Dass Heinz Rühmann ein Nazi & Opportunist übelster Sorte war, kann nur diejenigen überraschen, die blind sind für deutsche Filmgeschichte. Niemals hätte er eine SPIO-Ehrenmedaille überhaupt bekommen dürfen; dass er es trotzdem tat, kann aber auch nur Menschen überraschen, die weder von der Geschichte der SPIO, noch von deutscher Nachkriegszeit irgendeine Ahnung haben.
Genau deswegen habe ich aber auch ein »blödes Gefühl« mit den Wellen an wohlfeiler Empörung,
Ehrenpreisaberkennungen und Nachfolgestudien, die die verdienstvolle IfZ-Studie über die NS-Belastung der SPIO jetzt auslöst.
Das alles wirkt wie nachgeholter Widerstand, verspäteter Aktionismus und Symbolpolitik.

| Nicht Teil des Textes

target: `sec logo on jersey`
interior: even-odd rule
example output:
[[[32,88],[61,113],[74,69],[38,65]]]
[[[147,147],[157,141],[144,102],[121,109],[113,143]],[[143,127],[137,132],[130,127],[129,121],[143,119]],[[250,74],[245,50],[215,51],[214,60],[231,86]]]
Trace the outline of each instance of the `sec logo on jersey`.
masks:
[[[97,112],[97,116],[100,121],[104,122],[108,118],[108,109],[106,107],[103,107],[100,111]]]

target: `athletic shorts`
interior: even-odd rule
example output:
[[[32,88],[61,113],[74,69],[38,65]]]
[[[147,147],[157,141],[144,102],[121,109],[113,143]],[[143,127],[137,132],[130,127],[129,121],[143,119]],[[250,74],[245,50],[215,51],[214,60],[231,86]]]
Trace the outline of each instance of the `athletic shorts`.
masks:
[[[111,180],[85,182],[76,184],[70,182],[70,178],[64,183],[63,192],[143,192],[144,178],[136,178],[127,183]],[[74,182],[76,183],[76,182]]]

Aufarbeitung ist das Gegenteil von Säuberungen, erst recht, wenn sie an Toten sich ausagieren.
Viel wichtiger wäre es, den Opportunisten
heutiger Tage entgegenzutreten, und alle rechtsradikalen, antisemitischen und menschenfeindlichen Tendenzen unserer Gegenwart zu bekämpfen. Das ist aber natürlich auch viel unbequemer, als noch eine Vergangenheits-Studie in Auftrag zu geben und Ehrenpreise zu streichen.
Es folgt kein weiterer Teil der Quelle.